Tarde nublada e abafada em Porto Alegre. Um homem enfiado dentro de um terno incompatível com a temperatura aguarda nervoso no saguão do Hotel Savoy fincado na Av. Borges de Medeiros. Já consultara pela quinta vez o relógio sem que isso aliviasse a tensão de cada segundo perdido. O olhar castanho procura se fixar no movimento da  avenida. Ele não quer perder nada de vista. O suor lhe empapa a camisa e o obriga a tirar o casaco antes que vire "suco" dentro daquela roupa formal. Confere o relógio mais uma vez.
-Merda. Está atrasado. Esbraveja para si mesmo, mas o tom ecoa pelo saguão e alfineta um casal que por ali circula, provocando uma troca de olhares nada amistosos.
-O que estão olhando? Pergunta ele dirigindo uma voz furiosa para os hospedes inadvertidos, que não retrucam e seguem o caminho que estavam fazendo.

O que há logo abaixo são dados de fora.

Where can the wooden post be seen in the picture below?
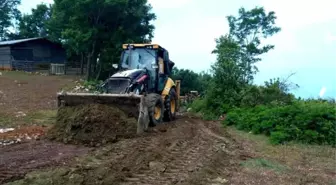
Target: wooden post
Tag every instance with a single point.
(178, 91)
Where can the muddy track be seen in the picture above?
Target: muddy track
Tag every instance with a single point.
(176, 154)
(187, 151)
(17, 160)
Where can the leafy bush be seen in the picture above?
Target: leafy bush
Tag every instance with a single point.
(312, 122)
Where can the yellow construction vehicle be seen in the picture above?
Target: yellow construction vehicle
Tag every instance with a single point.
(142, 86)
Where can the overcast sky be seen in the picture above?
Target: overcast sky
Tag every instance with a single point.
(306, 44)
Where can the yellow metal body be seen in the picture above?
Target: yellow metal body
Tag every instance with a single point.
(156, 46)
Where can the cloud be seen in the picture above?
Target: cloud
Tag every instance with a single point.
(322, 91)
(295, 17)
(330, 38)
(301, 13)
(164, 4)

Quando resolve sair dali e retornar para o hotel um silvo vindo da calçada o faz olhar de novo para a rua. Um senhor sexagenário, usando uma camisa polo branca de mangas curtas e bermuda de sarja, o fixa debaixo de um chapéu estilo Panamá, de uma cor que lembra um bege ou creme, num tom difícil de definir. Este senhor esta com um canudo de plástico, destes de lancheria para se beber refrigerante, esticada entre os dentes, como se fosse uma palheta ou algo parecido com um apito. Ele retira os óculos escuros  e revela o olhar azul intenso enquanto sorri para o engravatado, embasbacado co o que vê.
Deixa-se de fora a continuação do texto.